UK Anti-Doping (UKAD) have concluded their investigation into the package delivered to Team Sky during the 2011 Critérium du Dauphiné and have said that no anti-doping charges will be brought in relation to the jiffy bag and have said that this will remain the case unless new evidence were to come to light.

In a statement from UKAD, they said that the “investigation was particularly challenging in light of a lack of contemporaneous medical records.”

On 23 September 2016, UKAD started an investigation following information they had received that a possible anti-doping rule violation may have been committed by Team Sky at the Critérium du Dauphiné in June 2011.

The possible anti-doping rule violation in question concerned the alleged contents of a package that was delivered to Dr Richard Freeman in France.

Information was received by UKAD that that package contained a substance called triamcinolone. Triamcinolone is a glucocorticoid that is prohibited in-competition when administered in certain ways.

Throughout the course of its investigation UKAD interviewed 37 individuals, including current and former employees of British Cycling and Team Sky (riders, medical professionals and other staff), and been provided with and reviewed a voluminous amount of documentation.

In the statement from UKAD, they outlined the following conclusions:

– At some point during the Critérium du Dauphiné, a request was made by Dr Freeman (one of Team Sky’s doctors at that time) for a package to be delivered to him.

– Shane Sutton arranged for Simon Cope (then a coach with British Cycling) to pick up that package and to bring it over to France.

– Mr Cope said that the package was left for him at the British Cycling offices and left on a desk sealed in a Jiffy bag. There was a post-it note on the package that said “To Simon, for Dr Richard Freeman”.

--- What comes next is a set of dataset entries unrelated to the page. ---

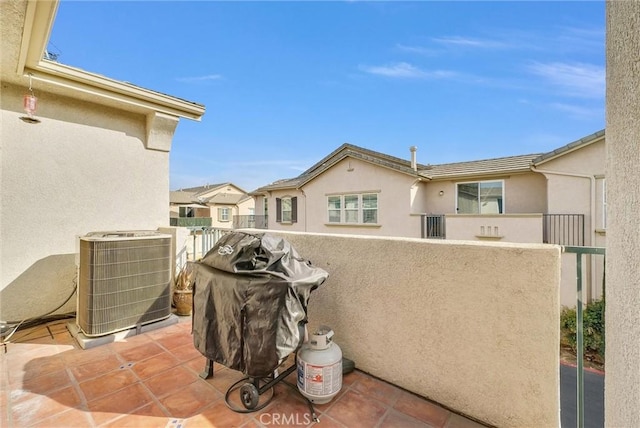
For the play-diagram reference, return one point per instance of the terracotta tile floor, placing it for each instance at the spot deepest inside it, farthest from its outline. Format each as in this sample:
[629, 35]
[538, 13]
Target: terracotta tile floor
[151, 380]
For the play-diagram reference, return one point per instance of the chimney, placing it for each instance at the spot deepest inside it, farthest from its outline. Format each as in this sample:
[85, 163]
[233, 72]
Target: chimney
[414, 163]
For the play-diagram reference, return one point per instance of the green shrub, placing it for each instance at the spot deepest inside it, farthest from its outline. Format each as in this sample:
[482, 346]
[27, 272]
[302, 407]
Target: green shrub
[593, 329]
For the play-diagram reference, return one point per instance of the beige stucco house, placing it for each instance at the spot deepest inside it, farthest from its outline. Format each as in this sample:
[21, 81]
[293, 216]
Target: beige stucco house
[94, 157]
[556, 197]
[223, 205]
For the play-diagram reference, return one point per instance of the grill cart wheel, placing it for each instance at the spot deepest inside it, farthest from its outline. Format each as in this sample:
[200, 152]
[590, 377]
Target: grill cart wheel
[249, 396]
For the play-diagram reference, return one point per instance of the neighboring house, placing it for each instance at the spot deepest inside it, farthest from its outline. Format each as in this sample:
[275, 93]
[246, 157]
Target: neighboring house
[222, 205]
[94, 157]
[556, 197]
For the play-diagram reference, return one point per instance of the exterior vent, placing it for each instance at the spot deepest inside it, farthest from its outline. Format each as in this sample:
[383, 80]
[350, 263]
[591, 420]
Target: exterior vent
[124, 280]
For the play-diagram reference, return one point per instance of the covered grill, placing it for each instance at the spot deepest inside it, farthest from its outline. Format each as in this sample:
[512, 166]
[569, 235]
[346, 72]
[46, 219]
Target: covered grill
[250, 302]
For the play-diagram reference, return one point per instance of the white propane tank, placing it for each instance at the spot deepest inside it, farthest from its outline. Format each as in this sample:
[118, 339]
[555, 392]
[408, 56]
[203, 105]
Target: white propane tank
[320, 367]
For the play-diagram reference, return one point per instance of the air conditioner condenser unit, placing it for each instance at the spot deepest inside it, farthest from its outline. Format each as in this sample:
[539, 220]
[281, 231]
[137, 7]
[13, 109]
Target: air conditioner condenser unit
[124, 280]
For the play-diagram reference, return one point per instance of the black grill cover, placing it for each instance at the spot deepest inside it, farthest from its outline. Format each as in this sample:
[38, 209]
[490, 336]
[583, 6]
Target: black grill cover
[250, 301]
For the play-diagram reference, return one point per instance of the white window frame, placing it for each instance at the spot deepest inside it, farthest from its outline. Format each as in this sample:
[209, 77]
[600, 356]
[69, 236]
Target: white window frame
[479, 182]
[223, 214]
[283, 202]
[347, 208]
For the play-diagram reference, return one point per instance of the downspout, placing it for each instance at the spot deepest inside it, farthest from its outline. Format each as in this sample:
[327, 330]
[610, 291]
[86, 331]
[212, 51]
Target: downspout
[592, 215]
[305, 209]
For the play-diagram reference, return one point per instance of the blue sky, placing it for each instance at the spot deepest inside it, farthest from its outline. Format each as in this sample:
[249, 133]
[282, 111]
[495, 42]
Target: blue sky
[286, 83]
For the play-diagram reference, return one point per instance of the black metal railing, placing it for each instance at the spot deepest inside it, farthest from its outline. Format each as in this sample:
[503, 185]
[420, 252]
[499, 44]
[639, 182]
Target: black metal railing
[433, 226]
[250, 221]
[563, 229]
[190, 221]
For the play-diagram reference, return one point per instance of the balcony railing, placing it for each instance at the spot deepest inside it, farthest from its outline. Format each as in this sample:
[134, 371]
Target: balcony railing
[563, 229]
[190, 221]
[250, 221]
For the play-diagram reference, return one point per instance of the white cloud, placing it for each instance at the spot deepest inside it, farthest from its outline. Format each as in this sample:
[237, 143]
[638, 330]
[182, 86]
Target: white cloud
[470, 42]
[196, 79]
[416, 49]
[405, 70]
[579, 111]
[576, 79]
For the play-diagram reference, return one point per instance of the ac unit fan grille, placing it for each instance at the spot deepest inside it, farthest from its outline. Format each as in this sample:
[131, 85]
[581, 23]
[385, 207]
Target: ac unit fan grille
[123, 283]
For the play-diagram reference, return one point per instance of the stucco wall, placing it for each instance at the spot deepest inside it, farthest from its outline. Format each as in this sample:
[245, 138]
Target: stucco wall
[472, 326]
[622, 394]
[83, 168]
[499, 227]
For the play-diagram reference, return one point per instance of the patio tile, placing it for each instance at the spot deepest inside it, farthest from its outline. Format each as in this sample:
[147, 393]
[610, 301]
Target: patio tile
[190, 400]
[139, 352]
[121, 402]
[97, 367]
[174, 340]
[286, 413]
[41, 385]
[149, 416]
[36, 368]
[38, 407]
[78, 357]
[355, 409]
[152, 381]
[217, 415]
[328, 422]
[107, 384]
[377, 389]
[223, 379]
[170, 381]
[421, 409]
[185, 352]
[69, 418]
[154, 365]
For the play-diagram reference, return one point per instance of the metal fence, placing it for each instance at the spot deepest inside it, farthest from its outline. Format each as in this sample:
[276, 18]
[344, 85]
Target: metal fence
[563, 229]
[203, 239]
[433, 226]
[579, 252]
[250, 221]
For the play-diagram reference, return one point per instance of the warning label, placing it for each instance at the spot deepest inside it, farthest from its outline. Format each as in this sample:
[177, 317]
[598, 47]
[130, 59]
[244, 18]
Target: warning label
[319, 380]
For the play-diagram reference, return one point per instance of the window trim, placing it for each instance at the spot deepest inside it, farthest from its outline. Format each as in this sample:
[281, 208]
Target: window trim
[221, 218]
[360, 209]
[502, 187]
[294, 209]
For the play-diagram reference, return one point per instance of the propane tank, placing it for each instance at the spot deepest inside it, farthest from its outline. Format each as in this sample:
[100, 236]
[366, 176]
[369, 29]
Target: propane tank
[320, 367]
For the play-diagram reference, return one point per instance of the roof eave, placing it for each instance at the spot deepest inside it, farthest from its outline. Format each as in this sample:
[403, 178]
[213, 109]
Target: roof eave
[571, 147]
[471, 175]
[39, 19]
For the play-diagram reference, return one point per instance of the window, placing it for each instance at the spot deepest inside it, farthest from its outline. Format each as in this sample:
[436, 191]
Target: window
[353, 208]
[187, 212]
[287, 210]
[223, 214]
[482, 197]
[604, 203]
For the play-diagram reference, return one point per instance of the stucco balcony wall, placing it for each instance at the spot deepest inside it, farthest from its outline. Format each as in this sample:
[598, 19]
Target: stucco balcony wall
[473, 326]
[504, 227]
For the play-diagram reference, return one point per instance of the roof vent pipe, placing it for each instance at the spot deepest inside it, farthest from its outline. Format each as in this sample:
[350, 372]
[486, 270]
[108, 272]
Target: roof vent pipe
[414, 164]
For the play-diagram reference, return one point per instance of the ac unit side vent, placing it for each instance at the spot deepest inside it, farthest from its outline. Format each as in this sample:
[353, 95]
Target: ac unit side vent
[123, 282]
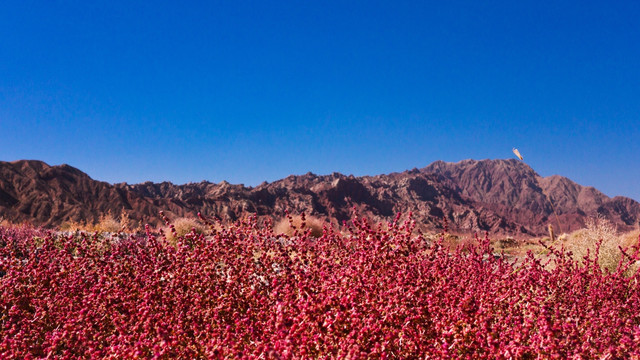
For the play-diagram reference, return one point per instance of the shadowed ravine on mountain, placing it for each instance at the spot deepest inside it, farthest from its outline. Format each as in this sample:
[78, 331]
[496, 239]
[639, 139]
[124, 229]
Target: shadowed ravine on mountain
[499, 196]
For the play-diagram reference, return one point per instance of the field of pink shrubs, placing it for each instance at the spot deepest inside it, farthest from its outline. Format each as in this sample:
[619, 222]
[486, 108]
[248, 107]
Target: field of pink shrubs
[369, 291]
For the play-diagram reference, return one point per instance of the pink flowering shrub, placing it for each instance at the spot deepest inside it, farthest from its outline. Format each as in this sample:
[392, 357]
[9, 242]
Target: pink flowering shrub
[245, 292]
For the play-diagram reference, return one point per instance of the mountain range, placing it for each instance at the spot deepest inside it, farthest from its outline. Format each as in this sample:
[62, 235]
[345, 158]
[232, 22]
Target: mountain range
[499, 196]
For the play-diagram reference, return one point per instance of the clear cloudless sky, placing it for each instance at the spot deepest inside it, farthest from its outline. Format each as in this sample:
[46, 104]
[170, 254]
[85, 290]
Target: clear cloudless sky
[183, 91]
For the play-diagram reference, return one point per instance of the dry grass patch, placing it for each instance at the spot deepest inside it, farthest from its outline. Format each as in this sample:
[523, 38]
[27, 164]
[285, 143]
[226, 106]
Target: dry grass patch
[289, 226]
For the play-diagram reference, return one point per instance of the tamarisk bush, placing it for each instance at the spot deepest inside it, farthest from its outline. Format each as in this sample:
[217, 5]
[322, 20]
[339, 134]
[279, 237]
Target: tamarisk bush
[243, 291]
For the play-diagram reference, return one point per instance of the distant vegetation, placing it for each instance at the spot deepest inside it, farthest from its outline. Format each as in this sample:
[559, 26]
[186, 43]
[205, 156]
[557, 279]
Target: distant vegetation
[209, 289]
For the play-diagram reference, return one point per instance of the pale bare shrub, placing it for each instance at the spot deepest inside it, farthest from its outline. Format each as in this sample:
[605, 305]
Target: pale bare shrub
[598, 230]
[108, 224]
[183, 226]
[289, 226]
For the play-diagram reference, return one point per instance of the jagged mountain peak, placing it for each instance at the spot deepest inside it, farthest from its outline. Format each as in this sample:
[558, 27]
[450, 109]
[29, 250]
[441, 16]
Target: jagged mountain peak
[500, 195]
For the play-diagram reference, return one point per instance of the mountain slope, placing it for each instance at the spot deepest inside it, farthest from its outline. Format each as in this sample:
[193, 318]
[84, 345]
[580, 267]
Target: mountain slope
[500, 196]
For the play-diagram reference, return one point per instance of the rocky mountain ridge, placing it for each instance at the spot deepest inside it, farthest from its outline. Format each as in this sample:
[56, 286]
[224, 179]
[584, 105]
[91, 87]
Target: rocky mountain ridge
[499, 196]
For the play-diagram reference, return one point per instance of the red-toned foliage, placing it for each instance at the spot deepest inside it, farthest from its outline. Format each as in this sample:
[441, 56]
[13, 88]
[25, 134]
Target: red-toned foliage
[244, 291]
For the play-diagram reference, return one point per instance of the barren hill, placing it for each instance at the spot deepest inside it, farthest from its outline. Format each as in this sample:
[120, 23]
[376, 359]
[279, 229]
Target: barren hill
[504, 196]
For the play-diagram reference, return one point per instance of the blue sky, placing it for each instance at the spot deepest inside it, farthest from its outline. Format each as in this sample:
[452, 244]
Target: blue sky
[252, 91]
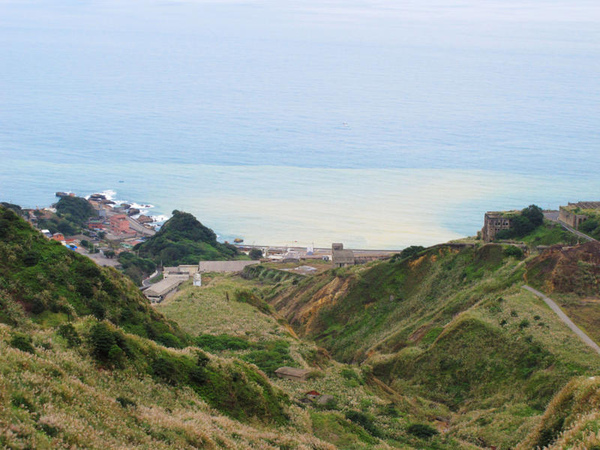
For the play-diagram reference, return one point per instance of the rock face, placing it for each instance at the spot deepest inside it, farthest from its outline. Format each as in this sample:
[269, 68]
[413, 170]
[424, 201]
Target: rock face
[145, 219]
[567, 269]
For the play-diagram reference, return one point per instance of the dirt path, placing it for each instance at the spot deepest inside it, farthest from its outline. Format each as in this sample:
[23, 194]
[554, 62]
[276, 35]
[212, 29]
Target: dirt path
[552, 304]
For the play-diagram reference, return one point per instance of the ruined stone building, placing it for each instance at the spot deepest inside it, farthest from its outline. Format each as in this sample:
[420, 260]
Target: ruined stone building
[493, 222]
[341, 257]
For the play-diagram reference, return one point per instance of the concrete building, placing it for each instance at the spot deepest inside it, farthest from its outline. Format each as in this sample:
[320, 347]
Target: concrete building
[198, 279]
[119, 224]
[164, 288]
[292, 373]
[574, 214]
[224, 266]
[493, 222]
[341, 257]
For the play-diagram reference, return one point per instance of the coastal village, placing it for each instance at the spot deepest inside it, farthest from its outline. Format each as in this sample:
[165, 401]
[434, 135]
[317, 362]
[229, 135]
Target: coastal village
[114, 229]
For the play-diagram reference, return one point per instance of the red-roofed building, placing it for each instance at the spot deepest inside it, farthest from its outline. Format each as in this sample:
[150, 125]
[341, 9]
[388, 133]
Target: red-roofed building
[119, 224]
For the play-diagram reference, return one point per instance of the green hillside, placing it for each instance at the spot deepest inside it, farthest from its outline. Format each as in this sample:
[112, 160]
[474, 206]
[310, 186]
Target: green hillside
[451, 325]
[78, 366]
[184, 240]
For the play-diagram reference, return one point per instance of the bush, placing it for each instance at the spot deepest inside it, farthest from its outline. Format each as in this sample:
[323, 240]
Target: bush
[221, 342]
[125, 402]
[68, 332]
[107, 345]
[22, 342]
[274, 355]
[513, 251]
[422, 431]
[169, 340]
[364, 421]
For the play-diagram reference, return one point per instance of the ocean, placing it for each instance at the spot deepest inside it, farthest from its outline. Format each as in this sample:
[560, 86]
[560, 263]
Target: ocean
[376, 123]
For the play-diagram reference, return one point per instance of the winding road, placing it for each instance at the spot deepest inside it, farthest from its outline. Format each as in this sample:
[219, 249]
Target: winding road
[554, 307]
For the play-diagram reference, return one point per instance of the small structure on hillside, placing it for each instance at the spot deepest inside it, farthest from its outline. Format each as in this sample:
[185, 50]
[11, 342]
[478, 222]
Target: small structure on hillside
[164, 288]
[341, 257]
[495, 221]
[119, 224]
[312, 395]
[175, 272]
[292, 373]
[198, 279]
[325, 399]
[224, 266]
[574, 214]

– Mr Cope travelled to Manchester to pick up that package and then, at some later point, he travelled to Gatwick on 11 June. Then he took a flight out to Geneva hired a car and took it to the end stage of the Critérium du Dauphiné on 12 June and passed the sealed Jiffy bag over to Dr Freeman.

Dr Freeman stated that the package contained Fluimucil, which is not a prohibited substance under applicable anti-doping rules. Bradley Wiggins’ recollection was that he was treated with Fluimucil on the evening of 12 June 2011 and he said he did not know what was in the package.

Due to the lack of contemporaneous evidence, UKAD has been unable to definitively confirm the contents of the package. The significant likelihood is that it is now impossible to do so.